Tue 19 Jun, at 10:00 - Seminar Room T1

Quantitative Cs corrected Scanning Transmission Electron Microscopy of crystal structures and defects

Goran Dražić
NATIONAL INSTITUTE OF CHEMISTRY, LJUBLJANA, SLOVENIA

Abstract
In the seminar some recent results from the structural analysis of selected materials using probe Cs-corrected STEM will be displayed and the influence of the atomic level structure on the material properties will be discussed. The main emphasis will be on the planar crystal defects, such as twin boundaries, stacking faults, inversion domains and ferroelectric domain boundaries. One of the examples will be ferroelectric (Ba,Sr)TiO3 based materials that undergo at a Curie temperature (Tc) a phase transition from a non-centrosymmetric polar ferroelectric phase to a paraelectric phase. This phase is centrosymmetric (cubic) and the polarisation is lost. However, recently it have been shown that cubic BaTiO3 phase exhibits breaking of nominal centric symmetry and exhibits polarization which is probably linked to the presence of polar nano-regions. Our aim was a direct visualisation of polar nano-regions in paraelectric (Ba0.6Sr0.4)TiO3 phase based on oxygen atoms displacement measured from ABF STEM images. The chemical composition fluctuations (Ba/Sr ratio) in BST was correlated with appearance of polar nano-regions.

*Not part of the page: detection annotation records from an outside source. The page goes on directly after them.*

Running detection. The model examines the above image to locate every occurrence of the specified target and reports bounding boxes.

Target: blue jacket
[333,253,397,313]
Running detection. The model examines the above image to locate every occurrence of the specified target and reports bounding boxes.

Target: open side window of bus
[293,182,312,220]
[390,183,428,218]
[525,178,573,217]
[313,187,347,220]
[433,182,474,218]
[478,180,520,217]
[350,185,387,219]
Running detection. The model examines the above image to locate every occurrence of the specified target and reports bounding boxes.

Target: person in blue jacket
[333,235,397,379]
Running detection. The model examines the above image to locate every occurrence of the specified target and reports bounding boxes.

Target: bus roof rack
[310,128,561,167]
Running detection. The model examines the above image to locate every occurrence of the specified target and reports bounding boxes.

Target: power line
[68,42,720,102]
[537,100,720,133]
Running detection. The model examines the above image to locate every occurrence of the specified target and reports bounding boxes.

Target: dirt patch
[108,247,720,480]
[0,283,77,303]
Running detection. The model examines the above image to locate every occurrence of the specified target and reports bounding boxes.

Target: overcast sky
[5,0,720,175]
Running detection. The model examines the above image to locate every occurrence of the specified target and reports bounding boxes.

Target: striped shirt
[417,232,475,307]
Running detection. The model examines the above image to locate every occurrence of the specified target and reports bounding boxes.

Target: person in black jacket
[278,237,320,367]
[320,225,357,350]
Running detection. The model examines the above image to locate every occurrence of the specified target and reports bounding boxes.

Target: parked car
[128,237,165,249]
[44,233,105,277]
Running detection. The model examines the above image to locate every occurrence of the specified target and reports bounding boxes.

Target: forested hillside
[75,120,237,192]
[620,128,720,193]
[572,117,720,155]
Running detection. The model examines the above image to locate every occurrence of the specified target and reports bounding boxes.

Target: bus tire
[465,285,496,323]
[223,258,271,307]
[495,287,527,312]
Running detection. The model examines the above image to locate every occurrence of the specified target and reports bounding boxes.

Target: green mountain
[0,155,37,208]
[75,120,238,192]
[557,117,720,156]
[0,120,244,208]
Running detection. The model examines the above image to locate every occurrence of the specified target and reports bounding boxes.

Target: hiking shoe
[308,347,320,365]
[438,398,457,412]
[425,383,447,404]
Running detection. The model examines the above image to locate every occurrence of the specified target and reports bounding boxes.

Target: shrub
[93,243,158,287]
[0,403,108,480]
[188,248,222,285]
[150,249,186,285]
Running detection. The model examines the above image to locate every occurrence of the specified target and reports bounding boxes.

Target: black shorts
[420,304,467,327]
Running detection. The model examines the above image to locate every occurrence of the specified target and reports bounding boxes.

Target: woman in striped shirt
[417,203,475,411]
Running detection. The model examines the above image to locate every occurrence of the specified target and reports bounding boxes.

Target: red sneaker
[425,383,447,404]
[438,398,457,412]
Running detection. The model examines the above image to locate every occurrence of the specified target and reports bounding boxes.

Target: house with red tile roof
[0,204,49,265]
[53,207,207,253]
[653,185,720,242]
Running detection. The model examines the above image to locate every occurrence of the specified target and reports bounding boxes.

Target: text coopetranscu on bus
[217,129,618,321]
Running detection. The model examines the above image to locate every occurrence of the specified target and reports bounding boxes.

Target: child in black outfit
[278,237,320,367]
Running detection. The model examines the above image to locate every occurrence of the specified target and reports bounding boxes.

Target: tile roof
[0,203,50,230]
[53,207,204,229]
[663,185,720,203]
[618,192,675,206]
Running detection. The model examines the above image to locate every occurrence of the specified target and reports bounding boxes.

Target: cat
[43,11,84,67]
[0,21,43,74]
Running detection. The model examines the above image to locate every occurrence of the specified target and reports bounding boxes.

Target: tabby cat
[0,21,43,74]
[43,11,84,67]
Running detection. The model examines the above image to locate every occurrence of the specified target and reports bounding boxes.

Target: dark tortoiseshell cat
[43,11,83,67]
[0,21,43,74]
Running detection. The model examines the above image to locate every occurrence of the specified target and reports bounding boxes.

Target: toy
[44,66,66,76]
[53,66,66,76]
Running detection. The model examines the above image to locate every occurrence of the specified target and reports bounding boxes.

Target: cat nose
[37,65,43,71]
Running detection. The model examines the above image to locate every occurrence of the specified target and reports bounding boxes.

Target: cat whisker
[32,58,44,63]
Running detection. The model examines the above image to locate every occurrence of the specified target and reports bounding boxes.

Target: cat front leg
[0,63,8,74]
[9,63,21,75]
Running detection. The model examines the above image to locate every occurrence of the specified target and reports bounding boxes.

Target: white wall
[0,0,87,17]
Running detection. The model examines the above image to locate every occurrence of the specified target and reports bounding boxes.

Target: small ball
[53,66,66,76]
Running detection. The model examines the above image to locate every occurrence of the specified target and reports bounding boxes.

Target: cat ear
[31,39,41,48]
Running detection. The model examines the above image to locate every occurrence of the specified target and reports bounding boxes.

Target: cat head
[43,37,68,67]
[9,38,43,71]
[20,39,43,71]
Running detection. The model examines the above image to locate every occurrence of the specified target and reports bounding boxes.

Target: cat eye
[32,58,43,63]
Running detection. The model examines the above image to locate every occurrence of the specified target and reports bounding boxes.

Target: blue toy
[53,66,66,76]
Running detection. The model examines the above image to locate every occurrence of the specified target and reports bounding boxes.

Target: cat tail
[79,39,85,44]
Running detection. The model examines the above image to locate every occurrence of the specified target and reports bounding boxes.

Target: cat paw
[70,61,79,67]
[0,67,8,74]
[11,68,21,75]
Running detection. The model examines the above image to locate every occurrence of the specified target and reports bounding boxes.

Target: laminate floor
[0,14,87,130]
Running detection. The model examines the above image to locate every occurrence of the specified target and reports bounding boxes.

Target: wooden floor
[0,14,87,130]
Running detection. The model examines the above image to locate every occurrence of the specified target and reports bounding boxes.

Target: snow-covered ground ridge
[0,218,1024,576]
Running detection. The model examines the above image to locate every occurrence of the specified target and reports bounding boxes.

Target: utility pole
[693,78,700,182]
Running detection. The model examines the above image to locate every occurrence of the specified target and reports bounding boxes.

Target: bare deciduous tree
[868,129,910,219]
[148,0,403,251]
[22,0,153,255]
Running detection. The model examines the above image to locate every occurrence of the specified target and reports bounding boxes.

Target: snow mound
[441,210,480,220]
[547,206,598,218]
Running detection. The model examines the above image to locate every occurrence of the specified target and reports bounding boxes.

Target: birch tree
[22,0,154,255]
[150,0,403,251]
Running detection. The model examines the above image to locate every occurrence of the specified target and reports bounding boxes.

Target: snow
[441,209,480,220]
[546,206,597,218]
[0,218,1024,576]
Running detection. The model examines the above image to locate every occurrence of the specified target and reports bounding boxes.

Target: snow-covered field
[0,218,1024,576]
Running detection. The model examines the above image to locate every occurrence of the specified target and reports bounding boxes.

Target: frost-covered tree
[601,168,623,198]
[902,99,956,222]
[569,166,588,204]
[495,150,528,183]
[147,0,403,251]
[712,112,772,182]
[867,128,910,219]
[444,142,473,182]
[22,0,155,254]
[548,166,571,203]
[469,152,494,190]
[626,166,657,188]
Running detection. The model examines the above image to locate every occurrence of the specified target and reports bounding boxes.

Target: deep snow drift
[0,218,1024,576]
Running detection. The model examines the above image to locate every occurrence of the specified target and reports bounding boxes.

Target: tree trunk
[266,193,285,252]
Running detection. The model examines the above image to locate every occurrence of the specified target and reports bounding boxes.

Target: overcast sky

The methodology, error estimation and results obtained from ABF and HAADF images, acquired with Cs probe-corrected STEM will be explained and discussed. Another example will be multiferroic bismuth ferrite (BiFeO3) with Neel and Curie temperatures well above room temperature that is a prospective material for high-temperature piezoelectric devices. A serious drawback is its high electrical conductivity, which has recently been discovered to be localized at domain walls (DWs). While the origin of this local conduction was theoretically explained in terms of accumulation of charged defects at domain walls, no experimental evidence of these defects has been provided. Recently, we have reported that in contrast to the usually assumed oxygen vacancies, the dominant defects in BiFeO3 are bismuth vacancies along with compensating electron holes, associated with the presence of Fe4+. Novel method for local vacancy concentration determination will be explained and discussed. In the field of catalysis the structure and defects in Cu3Pt nanoparticles and graphene-Fe-N clusters used for proton exchange membrane fuel cells will be addressed and correlated with the properties.